Requesting and downloading the crypto material
The crypto material generation is initiated by PDP on behalf of the pension provider, scheme or ISP. The crypto material is then made available for download through the ‘Download test crypto materials’ and ‘Download live crypto materials’ connection processes.
The user journey for the ‘Download test crypto materials’ process is shown in the following screenshots. The live crypto download process follows the same high level journey.

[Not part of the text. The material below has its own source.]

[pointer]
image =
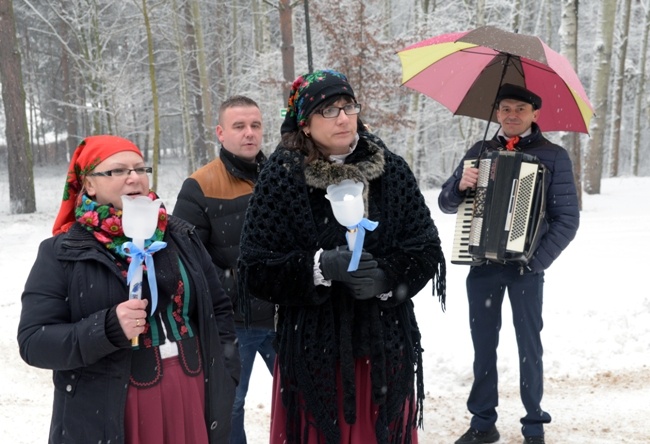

At the relevant stage of the connection journey, following the “Prerequisites” stage for the test crypto and the “Live endpoints” stage for the live crypto, the home screen will present the “Start process” button to initiate the crypto download process.
Figure 1: Connect portal home screen, ready to initiate the “Download test crypto” process
Clicking the “Start process” button takes the user to the “Download test crypto” screen. Clicking “Download” on this screen will initiate the crypto download process.
Figure 2: “Download test crypto” screen
Figure 3: Download dialog box
The connect user interface then confirms if the crypto file has been downloaded successfully (figure 5) or if the download has failed (figure 6).